Ingredients:
- 4 lb. chicken (cut)
- 3 cups basmati rice
- 1 coconut
- salt
For Masala:
- 2 inch ginger
- 1 1/2 tsp. poppy seeds
- 4 pods cardamom
- 2 tsp. fennel seeds
- 1 1/2 garlics
- Cinnamon 2 " long
- 2 tsp mint leaves , chopped
- 2 green chillies
- 2 tsp cashew nuts
- 5- 7 cloves
- 1/2 cup coriander leaves, chopped
To Saute:
- 4 cloves
- 3 tsp cashew nuts
- 1 1/2 inches cinnamon
- 2 tsp butter
- 1 onion, chopped
- 1/4 tsp. turmeric powder
- 1 tsp mint leaves
- bay leaves
- 2 tsp coriander leaves
- 4 cardamom
Preparation:
Grind coconut pieces and extract 6 cups of milk.
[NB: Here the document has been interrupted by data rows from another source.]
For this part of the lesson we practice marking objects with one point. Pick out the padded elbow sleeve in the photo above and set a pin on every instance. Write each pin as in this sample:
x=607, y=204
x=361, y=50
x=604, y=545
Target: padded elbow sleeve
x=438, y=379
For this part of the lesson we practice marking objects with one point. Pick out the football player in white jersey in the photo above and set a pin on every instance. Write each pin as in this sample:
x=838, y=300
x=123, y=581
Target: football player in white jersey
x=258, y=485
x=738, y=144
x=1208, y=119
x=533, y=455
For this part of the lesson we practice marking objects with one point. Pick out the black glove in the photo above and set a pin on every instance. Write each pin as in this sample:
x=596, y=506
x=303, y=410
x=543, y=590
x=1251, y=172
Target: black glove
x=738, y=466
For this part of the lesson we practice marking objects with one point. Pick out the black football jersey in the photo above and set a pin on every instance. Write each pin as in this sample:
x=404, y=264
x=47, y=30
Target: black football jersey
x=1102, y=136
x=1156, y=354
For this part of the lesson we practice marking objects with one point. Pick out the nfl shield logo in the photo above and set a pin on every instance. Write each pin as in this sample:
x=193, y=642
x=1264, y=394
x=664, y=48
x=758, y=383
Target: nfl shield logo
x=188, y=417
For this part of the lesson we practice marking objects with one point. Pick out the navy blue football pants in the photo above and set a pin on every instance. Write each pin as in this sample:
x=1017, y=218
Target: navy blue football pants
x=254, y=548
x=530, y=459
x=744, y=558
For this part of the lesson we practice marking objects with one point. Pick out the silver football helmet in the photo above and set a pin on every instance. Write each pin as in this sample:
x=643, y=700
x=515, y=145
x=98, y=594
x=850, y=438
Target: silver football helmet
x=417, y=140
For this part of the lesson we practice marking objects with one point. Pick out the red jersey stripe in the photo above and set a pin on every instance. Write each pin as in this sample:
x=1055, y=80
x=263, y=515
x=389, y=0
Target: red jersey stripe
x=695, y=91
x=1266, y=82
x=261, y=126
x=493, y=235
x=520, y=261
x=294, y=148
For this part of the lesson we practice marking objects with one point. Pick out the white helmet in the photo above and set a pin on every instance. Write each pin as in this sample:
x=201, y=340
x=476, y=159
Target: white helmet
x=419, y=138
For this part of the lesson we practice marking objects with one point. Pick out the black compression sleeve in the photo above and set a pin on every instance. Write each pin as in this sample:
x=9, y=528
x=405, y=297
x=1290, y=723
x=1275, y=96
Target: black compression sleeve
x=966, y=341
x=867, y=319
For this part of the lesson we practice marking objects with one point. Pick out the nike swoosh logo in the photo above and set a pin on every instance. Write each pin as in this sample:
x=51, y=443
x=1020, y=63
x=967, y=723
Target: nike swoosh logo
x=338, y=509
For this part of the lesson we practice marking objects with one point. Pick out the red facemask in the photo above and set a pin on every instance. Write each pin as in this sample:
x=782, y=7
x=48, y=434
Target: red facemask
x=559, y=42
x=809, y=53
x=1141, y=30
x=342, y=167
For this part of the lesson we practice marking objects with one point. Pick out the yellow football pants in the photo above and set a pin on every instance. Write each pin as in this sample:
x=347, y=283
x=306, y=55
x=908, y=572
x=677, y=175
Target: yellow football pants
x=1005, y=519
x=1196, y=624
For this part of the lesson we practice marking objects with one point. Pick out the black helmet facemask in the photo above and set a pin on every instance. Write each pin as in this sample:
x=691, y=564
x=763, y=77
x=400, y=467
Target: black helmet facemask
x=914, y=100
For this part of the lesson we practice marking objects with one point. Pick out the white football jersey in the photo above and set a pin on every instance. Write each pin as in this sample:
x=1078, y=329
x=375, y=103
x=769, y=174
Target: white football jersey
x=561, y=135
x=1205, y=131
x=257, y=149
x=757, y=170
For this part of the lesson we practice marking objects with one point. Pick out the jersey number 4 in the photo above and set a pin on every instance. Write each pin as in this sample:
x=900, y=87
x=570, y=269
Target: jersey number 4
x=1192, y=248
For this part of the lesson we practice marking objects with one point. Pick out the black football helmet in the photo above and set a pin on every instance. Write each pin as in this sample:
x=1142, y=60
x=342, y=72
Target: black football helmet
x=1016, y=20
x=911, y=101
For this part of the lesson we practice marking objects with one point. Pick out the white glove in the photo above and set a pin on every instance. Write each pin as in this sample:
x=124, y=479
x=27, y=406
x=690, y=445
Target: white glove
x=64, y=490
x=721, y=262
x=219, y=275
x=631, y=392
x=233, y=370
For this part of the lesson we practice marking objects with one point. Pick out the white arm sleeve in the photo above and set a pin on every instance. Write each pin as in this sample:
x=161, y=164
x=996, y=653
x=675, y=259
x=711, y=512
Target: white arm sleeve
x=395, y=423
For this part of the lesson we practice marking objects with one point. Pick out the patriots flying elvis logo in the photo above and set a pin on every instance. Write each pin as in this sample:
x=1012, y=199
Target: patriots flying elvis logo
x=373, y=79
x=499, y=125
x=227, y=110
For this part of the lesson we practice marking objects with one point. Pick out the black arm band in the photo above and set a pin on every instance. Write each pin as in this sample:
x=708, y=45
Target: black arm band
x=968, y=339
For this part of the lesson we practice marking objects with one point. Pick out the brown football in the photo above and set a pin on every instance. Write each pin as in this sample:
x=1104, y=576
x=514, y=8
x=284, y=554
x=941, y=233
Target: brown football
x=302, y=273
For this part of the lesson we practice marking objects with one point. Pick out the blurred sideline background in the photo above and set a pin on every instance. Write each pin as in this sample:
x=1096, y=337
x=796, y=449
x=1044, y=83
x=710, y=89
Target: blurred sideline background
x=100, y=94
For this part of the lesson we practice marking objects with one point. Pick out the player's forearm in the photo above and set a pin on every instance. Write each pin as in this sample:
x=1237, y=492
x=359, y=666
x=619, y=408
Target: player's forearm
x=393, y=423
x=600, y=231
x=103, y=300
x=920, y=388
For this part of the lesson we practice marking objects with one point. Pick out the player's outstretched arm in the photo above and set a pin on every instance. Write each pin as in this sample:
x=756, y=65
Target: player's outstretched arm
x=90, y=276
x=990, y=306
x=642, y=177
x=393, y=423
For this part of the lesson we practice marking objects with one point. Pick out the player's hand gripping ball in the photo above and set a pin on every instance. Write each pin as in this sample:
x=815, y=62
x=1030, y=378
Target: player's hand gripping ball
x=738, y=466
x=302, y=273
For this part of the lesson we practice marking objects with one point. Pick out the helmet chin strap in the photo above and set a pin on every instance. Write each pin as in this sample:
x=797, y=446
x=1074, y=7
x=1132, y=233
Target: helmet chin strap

In a heavy bottomed pan, saute all above mentioned spices in
butter.
When they all turn into golden color, add the ground masala paste. Stir the
mixture.
After 2 mts add the well cleaned chicken pieces and salt. Keep
on stirring for 5 minutes. Add 2 cups of Coconut milk. When chicken is 3/4th cooked,
add the rest of the coconut milk.
When the whole mixture boils, add the rice. When rice is half cooked, remove and serve hot with Onion raita.